No, we’re replacing the four-protein test with this one. It never made it to the market. We decided to stop it. We wanted to improve it to the 99 percent [specificity level] that is necessary for screening, so we decided to hold it until the results of this.
You’re doing phase II clinical trials now.
Correct, the study will be finished, hopefully by the end of March.
If your results hold up, what will it mean to women? Who are the patients who will be diagnosed with the test who can’t be diagnosed currently?

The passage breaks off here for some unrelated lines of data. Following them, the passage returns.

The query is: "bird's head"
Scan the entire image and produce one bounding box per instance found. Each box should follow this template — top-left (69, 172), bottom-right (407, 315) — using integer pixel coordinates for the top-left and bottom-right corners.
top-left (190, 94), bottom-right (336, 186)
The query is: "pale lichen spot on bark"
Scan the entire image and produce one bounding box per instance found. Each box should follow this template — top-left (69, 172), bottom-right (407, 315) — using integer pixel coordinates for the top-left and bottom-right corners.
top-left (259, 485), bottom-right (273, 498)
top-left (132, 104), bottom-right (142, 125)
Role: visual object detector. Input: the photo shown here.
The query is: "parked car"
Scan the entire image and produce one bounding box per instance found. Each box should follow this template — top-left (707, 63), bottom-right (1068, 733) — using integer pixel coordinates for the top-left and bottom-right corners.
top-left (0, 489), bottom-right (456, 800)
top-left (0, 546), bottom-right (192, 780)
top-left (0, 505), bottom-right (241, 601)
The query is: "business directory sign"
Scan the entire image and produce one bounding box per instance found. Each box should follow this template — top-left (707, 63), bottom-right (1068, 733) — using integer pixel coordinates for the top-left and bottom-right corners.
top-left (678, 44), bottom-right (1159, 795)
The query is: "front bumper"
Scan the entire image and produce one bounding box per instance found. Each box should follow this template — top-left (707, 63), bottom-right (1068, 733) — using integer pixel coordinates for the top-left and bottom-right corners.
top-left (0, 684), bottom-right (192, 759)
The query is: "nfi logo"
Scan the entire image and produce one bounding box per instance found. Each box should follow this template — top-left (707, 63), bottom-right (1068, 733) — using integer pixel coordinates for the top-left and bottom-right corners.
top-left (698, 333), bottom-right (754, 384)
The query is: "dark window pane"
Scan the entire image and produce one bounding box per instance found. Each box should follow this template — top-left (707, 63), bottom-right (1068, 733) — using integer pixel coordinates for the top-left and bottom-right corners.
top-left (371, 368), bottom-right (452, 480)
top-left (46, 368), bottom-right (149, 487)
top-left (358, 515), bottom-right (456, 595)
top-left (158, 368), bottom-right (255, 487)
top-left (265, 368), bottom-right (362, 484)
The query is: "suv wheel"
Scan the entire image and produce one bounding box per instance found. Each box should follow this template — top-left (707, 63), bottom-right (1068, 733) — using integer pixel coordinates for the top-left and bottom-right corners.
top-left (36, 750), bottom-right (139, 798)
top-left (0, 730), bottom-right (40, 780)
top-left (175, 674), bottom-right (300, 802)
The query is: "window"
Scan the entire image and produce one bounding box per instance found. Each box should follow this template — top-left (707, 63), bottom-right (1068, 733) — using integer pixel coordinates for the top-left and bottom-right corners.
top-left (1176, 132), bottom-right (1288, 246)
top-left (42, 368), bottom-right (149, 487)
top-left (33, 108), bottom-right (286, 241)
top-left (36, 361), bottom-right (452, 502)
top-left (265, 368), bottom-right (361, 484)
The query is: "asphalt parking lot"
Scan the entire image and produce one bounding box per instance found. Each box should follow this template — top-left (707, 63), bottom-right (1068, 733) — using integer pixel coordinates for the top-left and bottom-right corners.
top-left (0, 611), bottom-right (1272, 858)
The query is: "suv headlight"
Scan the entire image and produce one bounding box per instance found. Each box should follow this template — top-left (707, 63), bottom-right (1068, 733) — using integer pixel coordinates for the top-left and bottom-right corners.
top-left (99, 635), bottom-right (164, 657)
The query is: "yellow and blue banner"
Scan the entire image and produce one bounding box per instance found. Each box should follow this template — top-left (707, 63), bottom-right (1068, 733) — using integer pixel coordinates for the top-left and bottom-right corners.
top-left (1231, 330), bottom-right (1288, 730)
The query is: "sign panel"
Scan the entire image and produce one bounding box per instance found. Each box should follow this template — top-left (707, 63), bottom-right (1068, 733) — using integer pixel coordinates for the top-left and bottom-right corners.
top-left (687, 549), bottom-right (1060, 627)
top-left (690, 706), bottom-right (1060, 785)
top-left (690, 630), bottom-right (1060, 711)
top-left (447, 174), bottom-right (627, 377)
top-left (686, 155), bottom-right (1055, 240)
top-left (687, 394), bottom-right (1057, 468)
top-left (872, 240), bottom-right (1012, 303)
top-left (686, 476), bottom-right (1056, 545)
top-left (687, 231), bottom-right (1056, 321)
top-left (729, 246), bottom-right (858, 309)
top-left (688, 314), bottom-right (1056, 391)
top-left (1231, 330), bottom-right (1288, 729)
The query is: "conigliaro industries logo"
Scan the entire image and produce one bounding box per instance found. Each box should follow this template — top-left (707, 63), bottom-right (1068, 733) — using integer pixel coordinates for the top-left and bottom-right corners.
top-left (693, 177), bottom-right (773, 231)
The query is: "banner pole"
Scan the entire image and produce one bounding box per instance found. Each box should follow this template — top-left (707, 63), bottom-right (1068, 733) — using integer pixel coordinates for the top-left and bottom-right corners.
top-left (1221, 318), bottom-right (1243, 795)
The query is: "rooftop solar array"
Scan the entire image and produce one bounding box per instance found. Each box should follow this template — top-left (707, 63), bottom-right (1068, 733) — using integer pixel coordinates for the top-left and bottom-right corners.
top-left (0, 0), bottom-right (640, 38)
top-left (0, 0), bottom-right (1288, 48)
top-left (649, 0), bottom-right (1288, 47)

There are two groups of patients whom we are screening. One is what we call the high-risk patient. And [in] the high-risk patient, the age where you will see cancer is around the 40s. So that is the first population that you study [while they’re still young].
What is high-risk? It means they have genetic mutations, or they have a [family] history of ovarian cancer.
Now, if you [look at] a curve in the incidence of ovarian cancer, we see that there is an increase in women when they reach the age of 65, so clearly there is a correlation between aging and ovarian cancer.
If we are detecting a peak of cancer in stages III and IV at 65, you would like to start screening 10 years earlier, so we say around 55 for another population who may be at risk for ovarian cancer.
Is this test being developed as a substitute for CA-125?
Absolutely, completely, yes. This will replace CA-125.
Your paper says that this year about 15,000 patients will die from ovarian cancer.
Fifteen thousand in the United States will die of ovarian cancer. That is correct.
Have you done any estimates on how many of these 15,000 would have be saved if your test works the way you think it should?
Those patients are dying because the disease is in later stages. When you [diagnose] it in late stages, there is nothing to do. There’s no way to cure this cancer. If you discover those patients in early stages, you can cure it. So it depends on how many patients will be screened, and how many will have the appropriate treatment.
So, no, I don’t have any idea how many can be saved. But the majority, if they are [diagnosed] earlier, they can be saved.